Após mais de oito meses de ofensivas do Estado de Israel na Faixa de Gaza, mais de 37 mil pessoas foram assassinadas, segundo o Ministério da Saúde da Faixa de Gaza. Calcula-se que mais de metade sejam crianças. De acordo com cálculos oficiais, 60% das casas foram destruídas. E mais de 10.000 pessoas encontram-se desaparecidas, podendo estar sob os escombros.

Por outro lado, desde 7 de outubro, as forças de segurança de Israel em conjunto com os colonos foram responsáveis pelo assassinato de mais de 500 Palestinos nos territórios ocupados da Cisjordânia.

Recentemente, foi publicado o primeiro relatório oficial da Comissão Internacional Independente de Inquérito das Nações Unidas sobre o Território Palestino Ocupado – incluindo Jerusalém Oriental – e Israel.
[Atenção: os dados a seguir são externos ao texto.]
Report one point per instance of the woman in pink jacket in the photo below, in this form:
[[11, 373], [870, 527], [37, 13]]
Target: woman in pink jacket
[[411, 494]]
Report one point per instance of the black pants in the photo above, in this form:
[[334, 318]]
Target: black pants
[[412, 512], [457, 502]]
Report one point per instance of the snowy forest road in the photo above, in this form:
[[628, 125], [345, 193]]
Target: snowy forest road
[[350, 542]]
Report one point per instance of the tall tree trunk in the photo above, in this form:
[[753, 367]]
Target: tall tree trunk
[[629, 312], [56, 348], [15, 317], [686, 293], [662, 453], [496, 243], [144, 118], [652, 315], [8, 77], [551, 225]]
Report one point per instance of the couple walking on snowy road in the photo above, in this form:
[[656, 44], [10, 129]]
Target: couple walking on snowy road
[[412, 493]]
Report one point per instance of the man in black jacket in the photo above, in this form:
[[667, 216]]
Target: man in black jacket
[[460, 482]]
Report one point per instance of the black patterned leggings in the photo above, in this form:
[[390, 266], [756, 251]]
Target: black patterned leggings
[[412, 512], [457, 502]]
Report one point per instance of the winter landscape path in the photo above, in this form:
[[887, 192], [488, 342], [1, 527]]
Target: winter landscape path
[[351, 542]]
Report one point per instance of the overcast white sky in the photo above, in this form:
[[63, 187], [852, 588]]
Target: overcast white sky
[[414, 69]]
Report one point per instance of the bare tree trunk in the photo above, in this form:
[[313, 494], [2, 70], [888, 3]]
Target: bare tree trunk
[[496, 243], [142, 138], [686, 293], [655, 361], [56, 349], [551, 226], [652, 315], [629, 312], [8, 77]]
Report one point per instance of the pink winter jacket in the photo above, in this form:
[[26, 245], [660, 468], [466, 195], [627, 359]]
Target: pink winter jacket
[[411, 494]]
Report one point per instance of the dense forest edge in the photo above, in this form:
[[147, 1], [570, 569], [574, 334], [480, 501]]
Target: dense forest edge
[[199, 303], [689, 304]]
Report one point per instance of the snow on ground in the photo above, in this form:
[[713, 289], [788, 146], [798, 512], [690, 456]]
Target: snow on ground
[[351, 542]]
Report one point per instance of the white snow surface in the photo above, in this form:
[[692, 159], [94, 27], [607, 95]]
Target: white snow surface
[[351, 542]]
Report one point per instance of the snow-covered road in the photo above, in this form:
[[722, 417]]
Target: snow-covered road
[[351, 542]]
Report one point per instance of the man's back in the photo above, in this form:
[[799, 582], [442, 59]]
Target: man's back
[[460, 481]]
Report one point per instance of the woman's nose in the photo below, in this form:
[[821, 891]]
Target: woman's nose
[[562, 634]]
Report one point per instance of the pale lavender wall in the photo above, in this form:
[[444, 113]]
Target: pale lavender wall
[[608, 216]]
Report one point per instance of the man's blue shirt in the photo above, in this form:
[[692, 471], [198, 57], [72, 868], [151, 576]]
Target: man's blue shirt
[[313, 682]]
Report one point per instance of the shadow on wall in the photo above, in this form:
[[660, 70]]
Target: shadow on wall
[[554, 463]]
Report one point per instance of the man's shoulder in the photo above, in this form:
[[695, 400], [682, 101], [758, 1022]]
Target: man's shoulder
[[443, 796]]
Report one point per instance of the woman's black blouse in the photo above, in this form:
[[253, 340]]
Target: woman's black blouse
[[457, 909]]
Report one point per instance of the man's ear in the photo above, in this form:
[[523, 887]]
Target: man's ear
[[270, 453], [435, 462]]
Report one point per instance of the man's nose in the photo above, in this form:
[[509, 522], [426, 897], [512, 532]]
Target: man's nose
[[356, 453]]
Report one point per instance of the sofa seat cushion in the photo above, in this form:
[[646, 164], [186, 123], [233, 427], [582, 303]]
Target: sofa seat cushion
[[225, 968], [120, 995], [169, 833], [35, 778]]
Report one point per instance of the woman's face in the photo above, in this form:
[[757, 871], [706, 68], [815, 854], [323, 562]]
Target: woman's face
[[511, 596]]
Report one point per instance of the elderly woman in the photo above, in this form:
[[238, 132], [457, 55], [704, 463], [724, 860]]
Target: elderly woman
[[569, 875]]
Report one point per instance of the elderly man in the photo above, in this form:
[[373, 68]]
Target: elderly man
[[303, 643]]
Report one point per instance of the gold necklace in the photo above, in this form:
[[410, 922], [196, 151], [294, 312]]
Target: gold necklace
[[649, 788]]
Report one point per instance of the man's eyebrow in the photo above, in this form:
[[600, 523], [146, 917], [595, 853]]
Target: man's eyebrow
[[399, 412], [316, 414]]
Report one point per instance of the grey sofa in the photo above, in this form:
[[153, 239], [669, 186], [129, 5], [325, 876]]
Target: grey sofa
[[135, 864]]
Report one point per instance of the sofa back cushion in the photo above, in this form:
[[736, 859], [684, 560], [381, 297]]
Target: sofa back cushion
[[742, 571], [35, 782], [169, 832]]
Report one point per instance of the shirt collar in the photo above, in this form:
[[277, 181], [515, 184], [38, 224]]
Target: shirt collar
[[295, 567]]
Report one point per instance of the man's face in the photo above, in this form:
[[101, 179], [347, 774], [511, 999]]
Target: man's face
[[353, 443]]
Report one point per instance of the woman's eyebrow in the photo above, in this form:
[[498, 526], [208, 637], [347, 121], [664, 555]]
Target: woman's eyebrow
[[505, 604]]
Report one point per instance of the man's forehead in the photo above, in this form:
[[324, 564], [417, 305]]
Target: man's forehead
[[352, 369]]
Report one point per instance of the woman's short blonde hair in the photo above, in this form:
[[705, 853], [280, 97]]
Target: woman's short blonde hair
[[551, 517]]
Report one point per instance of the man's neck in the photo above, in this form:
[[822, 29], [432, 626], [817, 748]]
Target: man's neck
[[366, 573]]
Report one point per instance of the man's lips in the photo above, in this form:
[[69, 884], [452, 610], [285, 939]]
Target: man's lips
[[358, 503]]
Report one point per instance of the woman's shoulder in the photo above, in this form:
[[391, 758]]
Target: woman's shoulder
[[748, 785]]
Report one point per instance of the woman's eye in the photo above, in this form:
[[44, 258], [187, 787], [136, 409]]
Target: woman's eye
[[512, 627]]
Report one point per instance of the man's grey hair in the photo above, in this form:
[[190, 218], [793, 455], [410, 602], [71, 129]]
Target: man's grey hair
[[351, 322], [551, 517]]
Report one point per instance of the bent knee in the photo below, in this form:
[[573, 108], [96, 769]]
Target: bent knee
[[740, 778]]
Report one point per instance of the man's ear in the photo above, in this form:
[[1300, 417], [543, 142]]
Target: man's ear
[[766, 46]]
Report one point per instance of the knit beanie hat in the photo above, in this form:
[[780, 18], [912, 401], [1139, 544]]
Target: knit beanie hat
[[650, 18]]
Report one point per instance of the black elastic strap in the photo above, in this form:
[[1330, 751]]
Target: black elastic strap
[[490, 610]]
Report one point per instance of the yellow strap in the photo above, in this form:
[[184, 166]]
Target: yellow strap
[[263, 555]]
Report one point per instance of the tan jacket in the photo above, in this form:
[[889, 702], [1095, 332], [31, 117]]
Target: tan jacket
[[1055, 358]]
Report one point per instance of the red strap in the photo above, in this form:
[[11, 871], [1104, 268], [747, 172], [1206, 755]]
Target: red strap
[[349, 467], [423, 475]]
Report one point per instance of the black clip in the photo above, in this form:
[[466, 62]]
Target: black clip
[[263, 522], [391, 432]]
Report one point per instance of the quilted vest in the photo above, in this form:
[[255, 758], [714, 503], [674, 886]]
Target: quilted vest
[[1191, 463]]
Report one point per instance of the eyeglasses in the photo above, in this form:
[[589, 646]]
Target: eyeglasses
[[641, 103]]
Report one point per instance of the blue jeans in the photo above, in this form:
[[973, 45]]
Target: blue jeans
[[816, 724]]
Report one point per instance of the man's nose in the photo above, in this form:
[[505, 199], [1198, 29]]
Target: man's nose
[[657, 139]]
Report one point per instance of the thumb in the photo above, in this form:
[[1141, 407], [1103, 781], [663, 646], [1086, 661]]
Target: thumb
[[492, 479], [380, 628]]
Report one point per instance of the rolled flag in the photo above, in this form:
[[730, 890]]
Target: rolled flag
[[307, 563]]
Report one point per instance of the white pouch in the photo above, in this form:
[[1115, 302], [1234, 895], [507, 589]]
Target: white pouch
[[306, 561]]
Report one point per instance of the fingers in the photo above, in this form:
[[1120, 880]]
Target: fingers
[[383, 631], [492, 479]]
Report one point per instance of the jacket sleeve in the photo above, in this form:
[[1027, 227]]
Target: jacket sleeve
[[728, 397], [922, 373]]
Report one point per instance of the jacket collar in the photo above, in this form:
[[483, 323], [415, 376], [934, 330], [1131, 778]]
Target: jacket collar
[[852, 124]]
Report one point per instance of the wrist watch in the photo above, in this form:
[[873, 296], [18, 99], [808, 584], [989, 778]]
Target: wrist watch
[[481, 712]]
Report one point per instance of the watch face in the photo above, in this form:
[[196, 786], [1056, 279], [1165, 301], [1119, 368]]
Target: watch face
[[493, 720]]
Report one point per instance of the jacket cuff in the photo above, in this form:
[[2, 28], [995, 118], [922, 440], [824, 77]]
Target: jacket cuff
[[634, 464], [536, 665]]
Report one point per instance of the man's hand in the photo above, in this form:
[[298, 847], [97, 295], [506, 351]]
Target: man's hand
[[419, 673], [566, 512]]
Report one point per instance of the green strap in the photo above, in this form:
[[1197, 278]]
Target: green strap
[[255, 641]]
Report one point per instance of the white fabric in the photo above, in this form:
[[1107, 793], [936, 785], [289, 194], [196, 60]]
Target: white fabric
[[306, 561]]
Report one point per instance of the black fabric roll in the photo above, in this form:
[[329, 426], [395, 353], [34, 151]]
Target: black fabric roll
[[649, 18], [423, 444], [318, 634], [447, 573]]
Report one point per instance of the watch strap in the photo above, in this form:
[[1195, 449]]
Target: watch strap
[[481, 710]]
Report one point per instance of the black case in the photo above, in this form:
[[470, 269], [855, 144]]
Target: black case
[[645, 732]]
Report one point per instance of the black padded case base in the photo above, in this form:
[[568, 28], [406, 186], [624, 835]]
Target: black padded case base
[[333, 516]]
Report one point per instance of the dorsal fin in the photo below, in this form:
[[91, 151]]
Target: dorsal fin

A comissão conclui que Israel cometeu crimes contra a humanidade, utilizando a fome como método de guerra e infligindo castigos coletivos em Gaza.

“O imenso número de vítimas civis em Gaza e a destruição generalizada de bens e infraestruturas civis são o resultado inevitável de uma estratégia empreendida com a intenção de causar o máximo de danos, ignorando os princípios da distinção, da proporcionalidade e das precauções adequadas”, afirma a Comissão.

Pressão internacional

Apesar da contínua e histórica desobediência do Estado de Israel às resoluções da ONU e às medidas adotadas pelo Tribunal Internacional de Justiça, Akram Samhan afirma que decisões como a de Cuba ajudam a “gerar pressão”.

“A decisão de Cuba faz parte de vários esforços para gerar pressão sobre as grandes potências, especialmente os Estados Unidos, que acabam por permitir que o Estado de Israel continue com o genocídio”.

Nestes esforços de visibilidade e pressão, Samhan destaca o papel da mobilização popular. “Vimos como as pessoas, os jovens em muitos países do mundo, desempenharam um papel importante ao pressionar e obrigar os seus governos a pronunciarem-se a favor do fim deste massacre e desta guerra sangrenta que Israel está fazendo contra o nosso povo”, finaliza.